Wówczas zaczęła się największa świetność Izraela. Takie zadania dla księży są dziś. Trzeba im o tym powiedzieć.
Niestety księża uwierzyli, że nie mogą się mieszać do spraw ważnych, publicznych, dotyczących całego narodu, bo się je nazywa politycznymi. W ten sposób naród mający wystarczającą ilość księży, znalazł się bez duszpasterzy. Księża są wprawdzie kapłanami, ale przestali być duszpasterzami, czyli tymi, którzy wyjaśniają swym wiernym, jak mają postępować w zmaganiach z niewierzącymi. Nie tłumaczyli, jak mają się zachować wierzący, a więc zwolennicy cywilizacji życia, w starciu ze zwolennikami cywilizacji śmierci – jak to nazwał Papież Jan Paweł II.
Inny błędnym mniemaniem, jakie księża dali sobie wmówić, jest przekonanie, że
są ponad podziałami, czyli ani po jednej, ani po drugiej stronie. Ani po stronie ludzi wierzących, ani po stronie niewierzących. Inaczej mówiąc są obojętni na problemy jednych i drugich albo są wodzami jednych i drugich. Wielu księżom to nawet imponuje!

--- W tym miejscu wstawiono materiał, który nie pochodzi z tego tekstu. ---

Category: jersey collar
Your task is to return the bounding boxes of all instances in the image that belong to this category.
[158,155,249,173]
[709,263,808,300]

Zdaje się im, że są przez to ważniejsi. Tu trudno znaleźć nawet jakiś pozór prawdy. Księża z natury rzeczy, z ustanowienia Bożego są duszpasterzami, a więc wodzami ludzi wierzących, stojących po prawej stronie, czyli wyznających cywilizację życia. Stanąć ponad podziałami, to znaczy zrezygnować z duszpasterzowania i równocześnie popierać cywilizację życia i cywilizację śmierci. To jest niemożliwe. To tak jakby przed południem głosili kazanie, jak budować Kościół Boży, a wieczorem, w zupełnie innym towarzystwie, podpowiadali, jak niszczyć Kościół Boży. A jednak i to szatan osiągnął. Byli to tak zwani TW, czyli tajni współpracownicy bezbożnej strony. To były wilki w stadzie owiec, a nie duszpasterze. Pan Jezus wyraźnie pouczał: Nie można dwom panom służyć. Duszpasterze, którzy uwierzyli, że są ponad podziałami, stawali się nie tyle ludźmi ważniejszymi, co niemającymi żadnego znaczenia w walce Kościoła o zbawienie; sami stawiali się poza margines społeczeństwa. By tę sprawę lepiej zrozumieć, zróbmy drastyczne, niezbyt może ładne porównanie. Walka pomiędzy cywilizacją życia a cywilizacją śmierci odbywa się na różne sposoby, także w czasie wyborów. Zapytajmy się, kto ma większy wpływ na to, by katolicy doszli do władzy: bezdomny pies, który boi się zaszczekać, czy też ksiądz, który słowa na ten temat nie piśnie, bo uważa, że jest ponad podziałami? – Jeden i drugi nie ma żadnego znaczenia. I to trzeba księżom uświadomić, że stając ponad podziałami, stali się ludźmi bez wartości.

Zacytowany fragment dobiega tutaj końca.